Jim Cates, a board-certified clinical psychologist who has spent decades working with Amish communities, said serious mental illnesses such as bipolar disorder can gradually intensify religious thinking before crossing into psychosis. At first, he said, families may interpret the change as a deepening faith.

“But then as time goes by, it’s more than just revved up. It becomes more, ‘I’m talking to God. God is talking to me. I’m having these visions where Jesus is speaking to me. I am an agent of God, and I have special powers or special things that I’m supposed to do,’” he said. “And that usually steps outside of most people’s faith or spiritual practices, and at that point, families become alarmed.”

But whether Amish or not, concern isn’t always met with action.

“Denial is one of the first responses a lot of times. People just do not want to deal with the fact that they have a seriously mentally ill family member. So the first response is, it’s not happening.”

Leaders of the Old Order Amish church and members of the extended Miller family echoed the distinction between faith and illness in a joint statement released after the tragedy, expressing grief over the deaths and emphasizing that the couple’s actions were not reflective of Amish beliefs or teachings. Instead, it said, the delusions that led to the events at Atwood Lake were the result of severe mental illness. The family and church leaders also said relatives and church members had been trying to help the couple through ongoing struggles in the months leading up to the incident.
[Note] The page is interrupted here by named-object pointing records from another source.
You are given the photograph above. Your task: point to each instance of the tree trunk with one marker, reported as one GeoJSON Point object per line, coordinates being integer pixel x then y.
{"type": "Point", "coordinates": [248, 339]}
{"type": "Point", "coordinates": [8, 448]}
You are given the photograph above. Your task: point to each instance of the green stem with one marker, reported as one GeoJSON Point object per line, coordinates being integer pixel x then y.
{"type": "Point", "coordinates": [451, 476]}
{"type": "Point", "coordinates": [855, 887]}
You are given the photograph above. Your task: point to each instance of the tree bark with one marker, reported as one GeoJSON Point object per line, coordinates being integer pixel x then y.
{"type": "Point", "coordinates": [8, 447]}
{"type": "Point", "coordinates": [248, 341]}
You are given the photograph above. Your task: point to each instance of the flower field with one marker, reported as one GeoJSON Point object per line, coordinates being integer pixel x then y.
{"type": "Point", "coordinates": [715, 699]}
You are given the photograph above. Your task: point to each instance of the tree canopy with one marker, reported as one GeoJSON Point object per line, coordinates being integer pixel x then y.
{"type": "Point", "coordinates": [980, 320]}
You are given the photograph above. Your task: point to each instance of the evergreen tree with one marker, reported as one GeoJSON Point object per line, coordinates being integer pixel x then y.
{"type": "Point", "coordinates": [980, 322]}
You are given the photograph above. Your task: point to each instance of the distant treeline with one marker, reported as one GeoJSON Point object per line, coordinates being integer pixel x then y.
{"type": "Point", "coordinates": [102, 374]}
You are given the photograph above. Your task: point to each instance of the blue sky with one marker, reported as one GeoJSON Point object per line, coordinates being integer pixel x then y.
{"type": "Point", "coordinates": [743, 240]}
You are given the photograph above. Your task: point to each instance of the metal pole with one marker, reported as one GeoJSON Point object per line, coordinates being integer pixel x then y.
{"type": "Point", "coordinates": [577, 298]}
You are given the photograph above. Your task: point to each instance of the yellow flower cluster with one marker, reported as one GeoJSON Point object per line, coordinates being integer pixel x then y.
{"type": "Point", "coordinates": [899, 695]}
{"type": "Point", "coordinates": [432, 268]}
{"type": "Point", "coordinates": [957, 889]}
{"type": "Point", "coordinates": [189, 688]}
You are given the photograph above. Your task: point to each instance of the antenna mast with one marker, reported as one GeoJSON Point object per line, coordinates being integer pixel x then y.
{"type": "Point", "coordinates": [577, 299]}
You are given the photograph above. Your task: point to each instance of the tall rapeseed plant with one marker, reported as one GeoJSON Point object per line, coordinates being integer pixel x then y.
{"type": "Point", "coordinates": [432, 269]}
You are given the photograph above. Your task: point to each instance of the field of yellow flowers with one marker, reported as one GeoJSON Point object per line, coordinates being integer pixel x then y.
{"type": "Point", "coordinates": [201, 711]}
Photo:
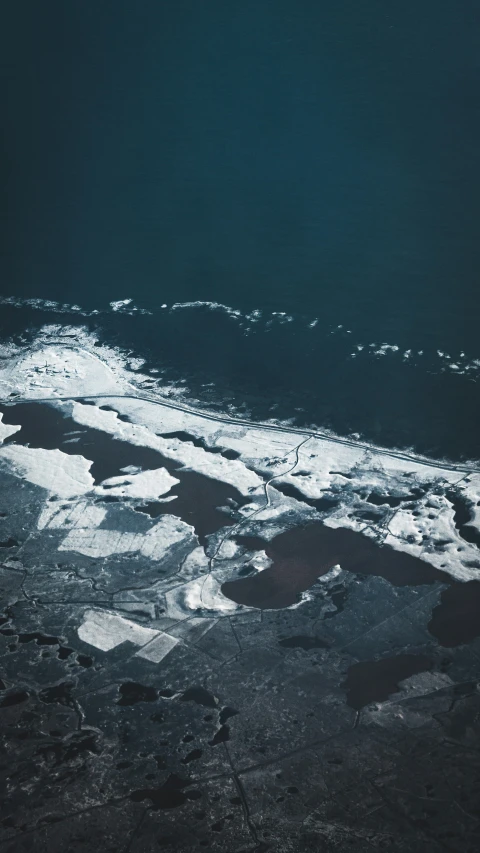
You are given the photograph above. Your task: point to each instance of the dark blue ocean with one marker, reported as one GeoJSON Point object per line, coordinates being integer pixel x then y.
{"type": "Point", "coordinates": [313, 167]}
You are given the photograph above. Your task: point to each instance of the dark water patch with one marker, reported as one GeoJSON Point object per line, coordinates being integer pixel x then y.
{"type": "Point", "coordinates": [456, 620]}
{"type": "Point", "coordinates": [64, 652]}
{"type": "Point", "coordinates": [170, 795]}
{"type": "Point", "coordinates": [14, 698]}
{"type": "Point", "coordinates": [380, 500]}
{"type": "Point", "coordinates": [9, 543]}
{"type": "Point", "coordinates": [226, 714]}
{"type": "Point", "coordinates": [222, 736]}
{"type": "Point", "coordinates": [304, 642]}
{"type": "Point", "coordinates": [120, 417]}
{"type": "Point", "coordinates": [59, 694]}
{"type": "Point", "coordinates": [76, 745]}
{"type": "Point", "coordinates": [131, 693]}
{"type": "Point", "coordinates": [198, 498]}
{"type": "Point", "coordinates": [375, 681]}
{"type": "Point", "coordinates": [200, 696]}
{"type": "Point", "coordinates": [250, 543]}
{"type": "Point", "coordinates": [323, 504]}
{"type": "Point", "coordinates": [303, 554]}
{"type": "Point", "coordinates": [194, 755]}
{"type": "Point", "coordinates": [40, 639]}
{"type": "Point", "coordinates": [463, 516]}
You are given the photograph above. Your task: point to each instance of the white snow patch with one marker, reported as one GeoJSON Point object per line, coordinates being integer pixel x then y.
{"type": "Point", "coordinates": [153, 544]}
{"type": "Point", "coordinates": [62, 475]}
{"type": "Point", "coordinates": [148, 485]}
{"type": "Point", "coordinates": [158, 648]}
{"type": "Point", "coordinates": [7, 429]}
{"type": "Point", "coordinates": [106, 630]}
Amish communities, like any community, try to guide members who seem to be drifting away from shared beliefs, Cates said. Church leaders will usually step in and try to draw someone back, reminding them of the values of humility and the teachings of the church.

But when someone is experiencing psychosis, he said, those efforts may not work.

“They believe what they’re saying. They believe that this is reality. We’re very fortunate that most of the time, these psychotic delusional beliefs don’t involve situations where someone is hurt or someone wants to hurt someone, but it’s every bit as much reality to them as what reality is to us right now,” he said.

For Scott, the prosecutor, that gap also shapes how the wider public sees cases like Miller’s.

“You have to dive into the details of the case,” he told Farm and Dairy. “I think there’s a misperception of the public regarding mental illness, and perhaps that may lead to how people feel. But I think as they see how it plays out, and the heavy lifting she’s going to have to do — the fact that she’s in a locked-down mental health treatment facility — perhaps will go a long way to helping people understand mental illness and the role the criminal justice system plays in (addressing) it.”